BrainCheck

How can you rapidly know whether someone has a concussion? I've just launched a new company, BrainCheck, that uses tablets and neuroscience to find out.  

At the heart of BrainCheck’s mission is a simple fact: subtle problems in brain function can be detected by small changes in attention, cognition, short-term memory, reaction time, and balance. BrainCheck leverages advances in brain science and portable computing to measure brain function in 6 minutes at the sidelines.

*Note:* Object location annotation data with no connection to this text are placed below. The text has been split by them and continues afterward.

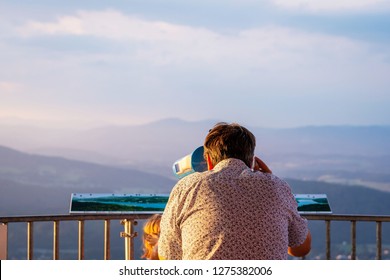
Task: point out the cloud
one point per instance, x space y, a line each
271 50
9 87
329 5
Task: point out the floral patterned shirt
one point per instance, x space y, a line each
230 212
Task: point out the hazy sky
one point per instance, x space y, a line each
274 63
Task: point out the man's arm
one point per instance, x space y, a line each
303 249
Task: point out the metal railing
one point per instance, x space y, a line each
130 220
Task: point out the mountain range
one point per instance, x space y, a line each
40 167
356 155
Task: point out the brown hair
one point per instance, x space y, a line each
230 141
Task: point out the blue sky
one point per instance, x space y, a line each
272 63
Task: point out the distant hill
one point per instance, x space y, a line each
40 185
356 155
33 184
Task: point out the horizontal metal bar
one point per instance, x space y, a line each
110 216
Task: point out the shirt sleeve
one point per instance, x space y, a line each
170 243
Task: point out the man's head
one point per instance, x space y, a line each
229 141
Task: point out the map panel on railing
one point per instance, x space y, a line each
155 203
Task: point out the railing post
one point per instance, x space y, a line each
353 240
129 235
3 241
107 239
56 234
81 240
327 222
378 240
30 240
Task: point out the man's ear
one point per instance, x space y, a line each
209 163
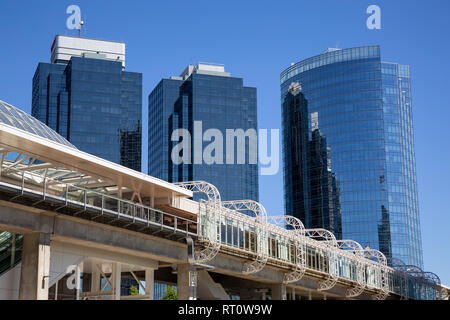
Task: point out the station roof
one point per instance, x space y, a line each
40 148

Despite the prevalence of concussions, early detection remains a diagnostic challenge. Why? Because most individuals with concussions don’t display problms which can be detected by brain imaging or traditional mental state examination. Unfortunately, early detection is critical—otherwise, continued activity can worsen the injury, often irreversibly. But early detection of concussion doesn’t have to be missed.

BrainCheck

The BrainCheck battery of rapid, interactive tests quickly harvests twelve performance measures that correlate with concussion. Our proprietary scoring system weighs the results to give a recommendation for return-to-play in the form of a green, yellow, or red light. Our expertise in making the tests rapid and simple maximizes the ease of operator use, and the short duration of the test allows it to be used on the sidelines during games. We’ve baked catch-trials into the tests to preclude the possibility of cheating.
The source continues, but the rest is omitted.